The United States food supply is more reliable than those found in many other countries, but there are still some common scams to look out for: Consumer Reports found that most "wild salmon" advertised in grocery stores is actually of the less desirable farm-raised variety. A lot of olive oil is actually soybean oil and honey and maple syrup can be diluted with water and sugar by opportunists looking to make a quick buck. Click through our gallery to see which foods to beware of.

"It's really just fraud, plain and simple," Gavin Gibbons of the National Fisheries Institute told the USA Today, referring to mislabeled seafood.
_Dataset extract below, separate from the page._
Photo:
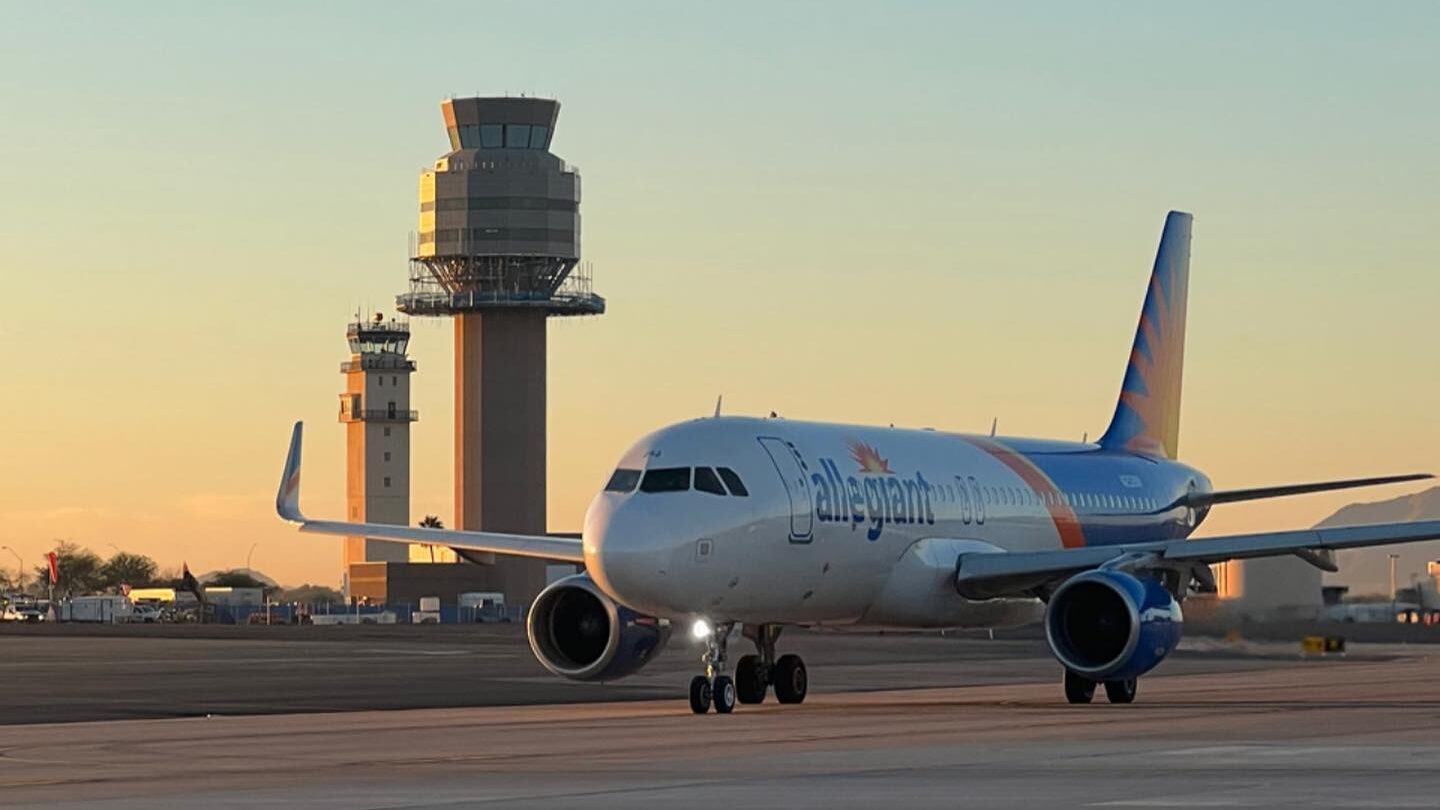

I'm not much of a gourmet myself but here's my question: If you buy "wild salmon" and believe it's wild salmon and enjoy it, isn't it just as well that you were able to save a few bucks because you were misled? It's mind over matter. I'm not defending the lying liars who are pushing diluted maple syrup but it's actually healthier if it's thinned out a bit with water. And if you can't tell the difference, who cares? Just be grateful that there's no lead in it.

On some products it matters more. Olive oil is popular in part because of strong evidence of its health benefits and depriving people of that with mislabeled benefits poses a serious problem. In any case, we should not start falling prey to this sort of scam. Today, it may just be water added to your maple syrup, but who knows what's next?